Le tableau 5 montre les termes employés par Delaire [5] , Smith [24] , et Perronet [19] . On a ajouté la traduction la plus connue en France, celle de Germain Garnier (1754-1821) [28] , [29] , [30] . Ce royaliste a émigré en Suisse sous la terreur et il y a commencé la traduction de quatre ouvrages anglais, dont celui de Smith. Revenu en France sous le directoire, Garnier sera Préfet à Versailles. Il est reconnu comme un excellent administrateur, spécialiste des affaires budgétaires. Il sera nommé sénateur et anobli par Napoléon.

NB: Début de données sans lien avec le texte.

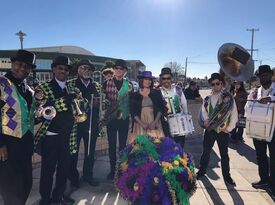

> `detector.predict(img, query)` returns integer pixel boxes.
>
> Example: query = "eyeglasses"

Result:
[79,65,92,70]
[114,66,125,70]
[162,77,171,81]
[211,82,221,86]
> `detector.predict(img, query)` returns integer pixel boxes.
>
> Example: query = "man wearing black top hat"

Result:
[158,67,188,148]
[102,59,132,180]
[67,59,100,189]
[196,73,238,186]
[246,65,275,197]
[0,49,36,205]
[35,56,80,205]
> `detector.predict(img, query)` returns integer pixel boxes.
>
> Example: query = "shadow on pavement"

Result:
[228,141,258,165]
[199,177,226,205]
[226,186,245,205]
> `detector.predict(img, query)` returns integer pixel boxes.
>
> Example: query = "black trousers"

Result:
[173,135,186,148]
[68,124,98,185]
[107,118,129,172]
[231,126,244,141]
[39,134,71,204]
[253,132,275,191]
[199,130,231,179]
[0,133,33,205]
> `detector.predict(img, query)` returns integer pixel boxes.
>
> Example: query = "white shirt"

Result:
[55,78,66,90]
[160,85,188,114]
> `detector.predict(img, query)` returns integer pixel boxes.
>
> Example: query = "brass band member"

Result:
[102,59,131,180]
[197,73,238,186]
[35,56,84,205]
[159,67,188,148]
[67,59,100,187]
[247,65,275,197]
[0,50,36,205]
[101,61,114,82]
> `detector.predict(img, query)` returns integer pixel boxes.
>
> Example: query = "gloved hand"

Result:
[65,93,78,103]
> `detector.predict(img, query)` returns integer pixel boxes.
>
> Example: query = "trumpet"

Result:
[66,87,88,123]
[35,105,57,120]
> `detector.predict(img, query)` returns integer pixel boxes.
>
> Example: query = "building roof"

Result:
[26,45,95,55]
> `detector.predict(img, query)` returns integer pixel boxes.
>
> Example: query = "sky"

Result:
[1,0,275,78]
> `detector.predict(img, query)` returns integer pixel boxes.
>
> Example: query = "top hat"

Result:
[255,65,273,76]
[208,73,225,84]
[159,67,173,77]
[10,49,36,69]
[114,59,127,70]
[189,80,196,86]
[51,56,71,69]
[76,59,95,71]
[102,61,114,75]
[138,71,155,79]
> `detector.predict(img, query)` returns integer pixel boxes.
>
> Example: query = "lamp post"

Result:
[15,30,27,49]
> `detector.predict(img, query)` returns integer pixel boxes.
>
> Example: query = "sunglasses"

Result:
[162,77,171,81]
[211,82,221,86]
[114,66,125,70]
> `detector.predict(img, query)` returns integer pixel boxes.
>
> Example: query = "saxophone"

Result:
[101,83,132,126]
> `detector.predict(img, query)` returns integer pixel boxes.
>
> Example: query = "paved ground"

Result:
[20,134,274,205]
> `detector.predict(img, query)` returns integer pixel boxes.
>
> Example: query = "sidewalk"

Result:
[20,134,275,205]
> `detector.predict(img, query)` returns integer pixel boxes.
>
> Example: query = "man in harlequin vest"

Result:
[196,73,238,186]
[0,49,36,205]
[67,59,100,190]
[34,56,85,205]
[102,59,131,180]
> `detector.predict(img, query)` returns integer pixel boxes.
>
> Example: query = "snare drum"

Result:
[168,113,194,136]
[245,102,275,142]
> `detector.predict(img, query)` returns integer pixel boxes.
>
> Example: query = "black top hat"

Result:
[159,67,173,77]
[10,49,36,69]
[137,71,155,79]
[255,65,273,76]
[51,56,71,69]
[76,59,95,71]
[208,73,224,83]
[114,59,127,70]
[189,80,196,86]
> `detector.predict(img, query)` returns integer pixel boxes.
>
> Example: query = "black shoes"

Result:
[251,180,269,189]
[107,171,115,180]
[61,195,75,205]
[224,177,236,187]
[196,171,205,179]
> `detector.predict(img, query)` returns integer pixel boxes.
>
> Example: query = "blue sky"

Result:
[1,0,275,78]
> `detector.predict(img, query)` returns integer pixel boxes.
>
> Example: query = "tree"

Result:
[164,61,184,81]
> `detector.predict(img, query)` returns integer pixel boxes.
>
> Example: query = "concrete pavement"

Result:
[19,134,275,205]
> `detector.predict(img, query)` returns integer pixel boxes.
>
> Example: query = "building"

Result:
[0,45,145,83]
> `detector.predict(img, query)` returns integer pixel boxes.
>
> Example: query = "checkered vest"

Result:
[34,81,79,154]
[0,76,35,138]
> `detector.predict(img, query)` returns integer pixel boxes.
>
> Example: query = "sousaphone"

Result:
[218,43,255,81]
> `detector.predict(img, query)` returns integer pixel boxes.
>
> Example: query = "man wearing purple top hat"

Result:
[0,49,36,205]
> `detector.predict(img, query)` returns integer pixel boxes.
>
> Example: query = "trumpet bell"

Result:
[75,113,88,123]
[218,43,254,81]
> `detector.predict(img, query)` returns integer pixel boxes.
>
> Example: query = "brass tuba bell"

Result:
[218,43,255,81]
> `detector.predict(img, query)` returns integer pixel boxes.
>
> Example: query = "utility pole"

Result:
[15,30,27,49]
[246,28,259,59]
[184,57,188,88]
[246,28,259,88]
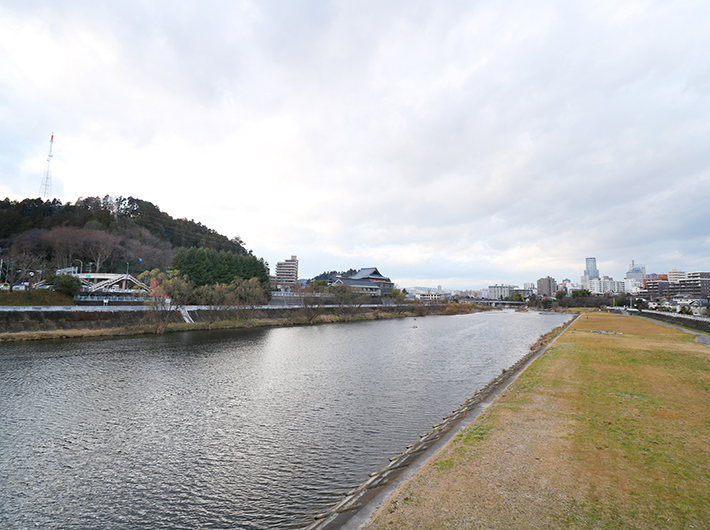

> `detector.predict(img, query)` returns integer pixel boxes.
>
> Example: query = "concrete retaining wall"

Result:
[639,310,710,334]
[0,305,406,334]
[0,309,149,333]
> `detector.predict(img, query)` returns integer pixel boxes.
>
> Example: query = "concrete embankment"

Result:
[0,306,151,333]
[357,312,710,530]
[306,316,577,530]
[0,304,418,336]
[638,309,710,334]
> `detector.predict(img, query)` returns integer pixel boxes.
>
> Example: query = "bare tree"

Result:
[82,230,120,272]
[6,245,47,296]
[42,227,84,270]
[233,277,267,321]
[139,269,194,333]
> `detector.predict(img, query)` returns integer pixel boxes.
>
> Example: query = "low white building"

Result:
[415,291,444,301]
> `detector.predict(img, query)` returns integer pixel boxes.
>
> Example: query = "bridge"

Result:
[474,299,526,308]
[76,273,149,293]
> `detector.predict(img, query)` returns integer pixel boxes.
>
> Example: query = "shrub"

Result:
[54,274,82,298]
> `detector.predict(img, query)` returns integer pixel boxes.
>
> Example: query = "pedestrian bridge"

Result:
[76,273,149,293]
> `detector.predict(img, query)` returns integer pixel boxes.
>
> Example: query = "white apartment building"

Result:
[588,278,626,295]
[668,269,686,282]
[275,255,299,286]
[488,284,517,299]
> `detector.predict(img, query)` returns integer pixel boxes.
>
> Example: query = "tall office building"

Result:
[581,257,600,288]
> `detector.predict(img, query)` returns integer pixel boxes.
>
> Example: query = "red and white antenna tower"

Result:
[39,133,54,200]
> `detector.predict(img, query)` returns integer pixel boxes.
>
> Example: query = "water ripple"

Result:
[1,311,571,529]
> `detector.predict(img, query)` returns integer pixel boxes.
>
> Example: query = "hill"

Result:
[0,196,256,278]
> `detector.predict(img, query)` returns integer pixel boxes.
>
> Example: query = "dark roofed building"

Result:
[331,278,382,296]
[349,267,394,295]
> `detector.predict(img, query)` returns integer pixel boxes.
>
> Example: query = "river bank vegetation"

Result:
[364,312,710,529]
[0,300,489,342]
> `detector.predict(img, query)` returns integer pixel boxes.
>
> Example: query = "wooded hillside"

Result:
[0,196,246,254]
[0,196,263,281]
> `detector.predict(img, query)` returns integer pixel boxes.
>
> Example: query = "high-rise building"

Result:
[275,255,298,286]
[581,257,600,288]
[625,260,646,282]
[585,258,600,278]
[537,276,558,297]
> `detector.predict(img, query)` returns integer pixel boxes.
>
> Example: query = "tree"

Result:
[233,277,268,321]
[0,196,251,263]
[82,230,121,272]
[311,269,358,281]
[555,290,567,300]
[41,226,85,270]
[193,283,235,324]
[572,289,592,298]
[138,268,195,332]
[391,288,409,314]
[298,283,326,323]
[526,293,539,308]
[328,283,357,315]
[171,247,269,288]
[511,292,524,302]
[5,235,48,296]
[53,274,82,297]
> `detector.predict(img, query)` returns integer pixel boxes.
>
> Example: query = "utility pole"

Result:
[39,133,54,200]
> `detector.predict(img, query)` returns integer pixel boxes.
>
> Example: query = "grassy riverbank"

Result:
[364,312,710,529]
[0,303,488,342]
[0,290,75,306]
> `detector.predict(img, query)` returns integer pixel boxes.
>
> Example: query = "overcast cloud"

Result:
[2,0,709,288]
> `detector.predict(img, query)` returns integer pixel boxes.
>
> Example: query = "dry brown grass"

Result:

La correspondance entre les textes de Delaire et de Smith est très forte. Smith parle de 18 opérations («about eighteen») mais n'en cite que huit, plus trois évoquées pour la préparation des têtes. Il n'a pas bien compris le rôle du «repasseur» sur la pointe. Il pense que cette opération concerne la tête. D'où son expression «grind» traduite en «émoudre». Alors que c'est le «coupeur» qui égalise la longueur des épingles en coupant le bout non aiguisé, avec les «cisailles» (voir tableau 5).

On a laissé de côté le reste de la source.